Our guest writer today is Andrew Orlebeke.  Hi! My name is Andrew Orlebeke. I’m a 2010 graduate who majored in Spanish. I currently live in Washington, D.C. and am working on Capitol Hill after having spent a good portion of my post-college life teaching English in Spain and South Korea. I’m an ardent sports fan, an avid traveler, and a board game aficionado. I’m looking forward to writing with my fellow Knights! 

Nearly all of my first twenty-two years of life, right up until graduation, I spent living in Grand Rapids—indeed, not only in Grand Rapids, but in the same five or so square miles on the Southeast side. Since then, I have lived in three different locales that are four thousand, eleven thousand, and six hundred miles from my stomping grounds. My current city of residence—Washington DC—has been my home for fifteen months, the longest span of time I’ve ever lived away from GR.

I mention this because this past weekend I flew back to said stomping grounds for my brother’s graduation. I stayed at my mom’s house in my old room, as I always do. After breakfast at Real Food Cafe (I got the strawberry stuffed French toast—classic good decision) on Sunday morning, I was sitting in my room examining some of my old books and trappings when a distinctly surreal feeling washed over me. Suddenly I was looking through a window into another world, a world more recognizable but also manifestly less real. Things I had taken for granted became startling—some big things, like how far I have been from friends and family, but also plenty of little things, like the decorations hanging on my bedroom walls or the feel of the carpet on my feet.

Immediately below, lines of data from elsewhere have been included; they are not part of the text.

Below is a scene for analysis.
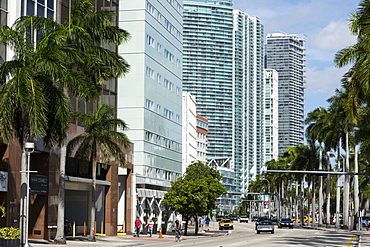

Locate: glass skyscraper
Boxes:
[117,0,183,219]
[266,33,306,155]
[183,0,237,211]
[183,0,264,212]
[233,10,264,193]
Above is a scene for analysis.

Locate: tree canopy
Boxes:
[163,161,227,217]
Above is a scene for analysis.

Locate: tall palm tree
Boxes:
[334,0,370,120]
[67,104,130,241]
[0,17,86,245]
[13,0,130,244]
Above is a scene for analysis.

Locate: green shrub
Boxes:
[0,227,21,239]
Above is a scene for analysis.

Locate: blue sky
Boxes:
[234,0,360,115]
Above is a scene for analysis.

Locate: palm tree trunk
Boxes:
[312,177,316,226]
[318,148,323,227]
[343,131,349,229]
[335,142,341,230]
[54,144,67,244]
[294,179,303,225]
[300,178,304,226]
[88,158,97,242]
[353,144,360,230]
[307,177,313,226]
[19,151,28,244]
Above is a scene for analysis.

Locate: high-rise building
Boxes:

I have struggled for much of the past four years—and really all through college as well—trying to figure out what I want to do with my life. Some of my lowest valleys, and some of my highest peaks, have come since striking out on my own. It has been frustrating, exhilarating, confusing, rewarding and most of all challenging. Now, four years after my entrance into the “real world,” I still have no idea what I’m doing. But I do finally have a “real” job and the luxury of relaxing a little about my future, so it is perhaps for that reason, and the trigger of the graduation ceremony, that the trip back to my salad days hit me like it did. After years of looking uncertainly ahead, I had returned to a very tangible past, so tangible that I could literally reach out and touch it. And touch it I did, from my Southern Little League trophies to Calvin and Hobbes treasuries to my high school yearbooks. I have intense memories associated with each of these things—chasing down fly balls on the diamonds of Southern, hundreds of breakfasts and lunches spent reading and rereading Weirdos From Another Planet, doing experiments in Mr. Zuidema’s physics class—and countless more. For the next hour I sat on the floor in my bedroom, legs crossed, remembering.

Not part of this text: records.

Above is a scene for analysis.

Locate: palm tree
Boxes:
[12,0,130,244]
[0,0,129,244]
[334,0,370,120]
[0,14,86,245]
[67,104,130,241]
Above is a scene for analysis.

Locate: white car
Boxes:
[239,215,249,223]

I am no stranger to nostalgia. My mom tells me that when I was younger I used to hug the Christmas tree after it had been taken down and dragged to the curb. I eventually outgrew that behavior—it was unbecoming of a college graduate—but the point stands: I have been known to dwell in the past. It should surprise no one, however, when I say that Washington is a city populated largely by people looking forward. It is easy—to a certain degree, necessary—to get swept up in the continuous striving that courses through the capital. And even outside of the beltway, one’s twenties are not traditionally a time of reflection. Why should we waste time thinking about what has happened when there’s so much out there that could happen? Suffice it to say that the past has gotten only a sliver of my mental pie chart the past few years. Yet it’s always there, shaping my decisions and views and the way I look at the world. No matter how far I travel or what path I choose, I’ll forever be the kid from a small city in Michigan. All things considered, I wouldn’t have it any other way.